6,775,358: Method and system for enhanced interactive playback of audio content to telephone callers.

One of the core inventions in this patent was the “state language” as described in the Voice Engine section of the Technology page. This allowed us to:

  • Track the actual number of seconds of audio content play—important because the user could issue a voice command and interrupt play at any time. The agreements with our content licensees was that we paid by actual seconds of play
  • Review the entire session afterward. This was a powerful tool for finding issues with the voice interface design, and for debugging
  • Determine if there was a problem with a particular audio segment, and users were not listening to all of it before issuing a voice command and interrupting play
  • Allow users who were disconnected to start content play exactly where they left off
  • Build a stateless server. This meant that a user session could float from server to server for each request of a single session, dramatically improving scalability of the overall service.


7,028,252: System and method for construction, storage, and transportation of presentation-independent multi-media content.

The long-term vision for Indicast was a platform for presenting content to the user regardless of original content type. For instance, textual content could be converted to concatenated speech. We also wanted more types of metadata on content to make better choices of content for the user (e.g., I want to hear any content mentioning “Google” and “cars”). This patent was based on our “Omni-View XML” schema and related persistence form that could describe any type of data in one or more forms (e.g., audio and a text transcript) and, most importantly, its related metadata. We leveraged work from the Dublin Core metadata initiative and others.


7,440,555: Method and apparatus for rendering audio streams from textual content for delivery to a user.

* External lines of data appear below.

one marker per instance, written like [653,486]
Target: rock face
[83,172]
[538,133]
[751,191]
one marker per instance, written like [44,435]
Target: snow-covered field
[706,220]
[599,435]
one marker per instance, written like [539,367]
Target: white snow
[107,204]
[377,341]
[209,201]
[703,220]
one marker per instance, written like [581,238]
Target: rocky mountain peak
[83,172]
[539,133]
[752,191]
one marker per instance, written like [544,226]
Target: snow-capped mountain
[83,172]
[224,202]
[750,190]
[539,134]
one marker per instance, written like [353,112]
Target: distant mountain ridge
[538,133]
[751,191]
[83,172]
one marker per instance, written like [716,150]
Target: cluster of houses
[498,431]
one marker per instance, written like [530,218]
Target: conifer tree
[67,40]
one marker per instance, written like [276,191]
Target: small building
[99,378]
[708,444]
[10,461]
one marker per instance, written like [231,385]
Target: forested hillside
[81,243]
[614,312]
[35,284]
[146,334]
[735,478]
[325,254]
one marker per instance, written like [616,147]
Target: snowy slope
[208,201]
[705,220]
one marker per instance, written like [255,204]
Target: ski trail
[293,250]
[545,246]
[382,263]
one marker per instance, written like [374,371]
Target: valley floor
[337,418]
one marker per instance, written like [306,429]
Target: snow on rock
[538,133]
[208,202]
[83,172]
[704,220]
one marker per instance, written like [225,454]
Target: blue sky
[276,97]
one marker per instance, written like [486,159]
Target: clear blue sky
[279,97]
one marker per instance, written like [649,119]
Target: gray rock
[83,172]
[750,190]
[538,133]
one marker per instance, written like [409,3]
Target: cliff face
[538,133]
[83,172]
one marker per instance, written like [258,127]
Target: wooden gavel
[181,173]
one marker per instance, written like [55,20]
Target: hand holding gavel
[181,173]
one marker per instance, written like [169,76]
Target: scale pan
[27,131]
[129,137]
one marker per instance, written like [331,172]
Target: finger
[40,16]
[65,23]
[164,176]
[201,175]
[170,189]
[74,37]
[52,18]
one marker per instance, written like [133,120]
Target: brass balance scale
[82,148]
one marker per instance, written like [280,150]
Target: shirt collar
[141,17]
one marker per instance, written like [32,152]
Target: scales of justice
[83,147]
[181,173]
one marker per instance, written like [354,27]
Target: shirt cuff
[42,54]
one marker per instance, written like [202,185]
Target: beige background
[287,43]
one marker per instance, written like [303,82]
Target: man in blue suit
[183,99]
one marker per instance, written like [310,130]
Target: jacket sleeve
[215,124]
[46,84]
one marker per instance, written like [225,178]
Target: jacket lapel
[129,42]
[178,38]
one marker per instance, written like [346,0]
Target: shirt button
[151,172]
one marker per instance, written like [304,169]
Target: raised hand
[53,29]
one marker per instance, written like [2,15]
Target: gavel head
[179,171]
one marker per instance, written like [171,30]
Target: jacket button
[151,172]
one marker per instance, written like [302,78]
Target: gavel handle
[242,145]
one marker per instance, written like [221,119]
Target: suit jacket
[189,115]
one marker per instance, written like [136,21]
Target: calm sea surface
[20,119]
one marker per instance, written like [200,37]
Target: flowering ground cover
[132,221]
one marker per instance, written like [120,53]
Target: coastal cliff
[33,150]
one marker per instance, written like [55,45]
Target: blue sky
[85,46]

We devised a powerful new way of generating concatenated speech. Described simply, we scanned the text and looked for the longest sequence of words that were human-voice pre-recorded and then presented those as the audio. This tool allowed us to generate early versions of our “voice user interfaces” (VUI) that played text-to-speech (TTS) to start. As we added pre-recorded audio to our libraries, the TTS was gradually replaced by human-voice pre-recorded content. An example of this was our movie times, where we presented the movie title in TTS at first, and later introduced human-voice pre-recorded titles. We only had to add the pre-recorded audio segment to the appropriate library, the service picked it up automatically, and the user experience improved. The Marketing team could do this, as no code needed to be modified.